Polyelectrolyte–polyelectrolyte complexes/multiwall carbon nanotubes (PECs/MWCNTs) nanocomposites have not been prepared until now because PECs are generally insoluble and infusible. In this work, solution-processable PEC/MWCNT nanocomposites and their membranes were prepared by in situ incorporation of MWCNTs into bulk PECs. The ionic complexation between poly(diallyldimethylammonium chloride) (PDDA) and sodium carboxymethyl cellulose (CMCNa) in the presence of MWCNTs was followed by ζ potential and optical transmittance measurements. Structures of PEC/MWCNT nanocomposites were characterized by FT-IR, thermogravimetric analysis (TGA), transmission electron microscopy (TEM), field emission scanning electron microscopy (FESEM) and atomic force microscopy (AFM).
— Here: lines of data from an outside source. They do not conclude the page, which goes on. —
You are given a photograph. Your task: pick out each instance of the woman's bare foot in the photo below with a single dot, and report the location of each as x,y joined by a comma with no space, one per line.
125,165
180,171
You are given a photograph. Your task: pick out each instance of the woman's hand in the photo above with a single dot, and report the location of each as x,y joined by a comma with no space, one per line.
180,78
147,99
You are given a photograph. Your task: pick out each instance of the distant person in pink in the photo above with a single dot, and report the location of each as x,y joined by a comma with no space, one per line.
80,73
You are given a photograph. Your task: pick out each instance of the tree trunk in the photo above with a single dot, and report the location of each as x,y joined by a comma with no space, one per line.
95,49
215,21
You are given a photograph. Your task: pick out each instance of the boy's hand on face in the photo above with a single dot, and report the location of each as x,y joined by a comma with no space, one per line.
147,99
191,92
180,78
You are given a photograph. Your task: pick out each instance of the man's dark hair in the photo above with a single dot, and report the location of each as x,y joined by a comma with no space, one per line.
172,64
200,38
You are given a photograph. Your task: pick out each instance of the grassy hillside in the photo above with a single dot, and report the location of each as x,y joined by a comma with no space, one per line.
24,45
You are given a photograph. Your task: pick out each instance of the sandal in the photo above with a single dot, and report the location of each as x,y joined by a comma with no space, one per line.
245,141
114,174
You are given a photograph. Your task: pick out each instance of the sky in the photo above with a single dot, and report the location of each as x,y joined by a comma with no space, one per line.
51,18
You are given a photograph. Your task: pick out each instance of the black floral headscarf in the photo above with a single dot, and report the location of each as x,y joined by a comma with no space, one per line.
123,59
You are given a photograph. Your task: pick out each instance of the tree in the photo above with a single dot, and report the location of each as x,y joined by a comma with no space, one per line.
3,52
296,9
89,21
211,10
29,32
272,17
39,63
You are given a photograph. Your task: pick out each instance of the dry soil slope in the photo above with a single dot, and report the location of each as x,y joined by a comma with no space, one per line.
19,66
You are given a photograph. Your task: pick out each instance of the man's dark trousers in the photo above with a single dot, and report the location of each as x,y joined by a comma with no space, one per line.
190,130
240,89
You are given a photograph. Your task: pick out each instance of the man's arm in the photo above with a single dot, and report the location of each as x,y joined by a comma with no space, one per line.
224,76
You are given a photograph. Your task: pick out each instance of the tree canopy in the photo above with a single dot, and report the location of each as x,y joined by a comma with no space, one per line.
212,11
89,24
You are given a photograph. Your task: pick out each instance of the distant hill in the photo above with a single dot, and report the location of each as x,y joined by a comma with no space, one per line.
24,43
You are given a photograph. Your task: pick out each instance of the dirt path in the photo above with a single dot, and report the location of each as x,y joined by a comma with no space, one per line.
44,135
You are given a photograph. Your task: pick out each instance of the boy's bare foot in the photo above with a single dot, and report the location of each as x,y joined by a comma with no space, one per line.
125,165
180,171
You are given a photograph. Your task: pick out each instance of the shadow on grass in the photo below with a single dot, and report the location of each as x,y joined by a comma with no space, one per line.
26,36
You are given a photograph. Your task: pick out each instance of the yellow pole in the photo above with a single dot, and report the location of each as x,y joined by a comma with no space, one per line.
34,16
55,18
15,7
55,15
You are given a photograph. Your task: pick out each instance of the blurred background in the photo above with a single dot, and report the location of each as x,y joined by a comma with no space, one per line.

It is found that MWCNTs are encapsulated by a layer of PEC and dispersed in a PEC matrix mainly on a single nanotube level. Mechanical properties of the nanocomposite membrane loaded with 7 wt% MWCNTs are greatly improved, showing 2.6 times higher tensile strength and 1.8 times higher modulus as compared with that of the pristine PEC. PEC/MWCNT nanocomposite membranes also display very high performance in pervaporation dehydration of isopropanol. This high pervaporation performance is reproducible with cycling feed temperatures and stable with increasing operation time up to 20 days.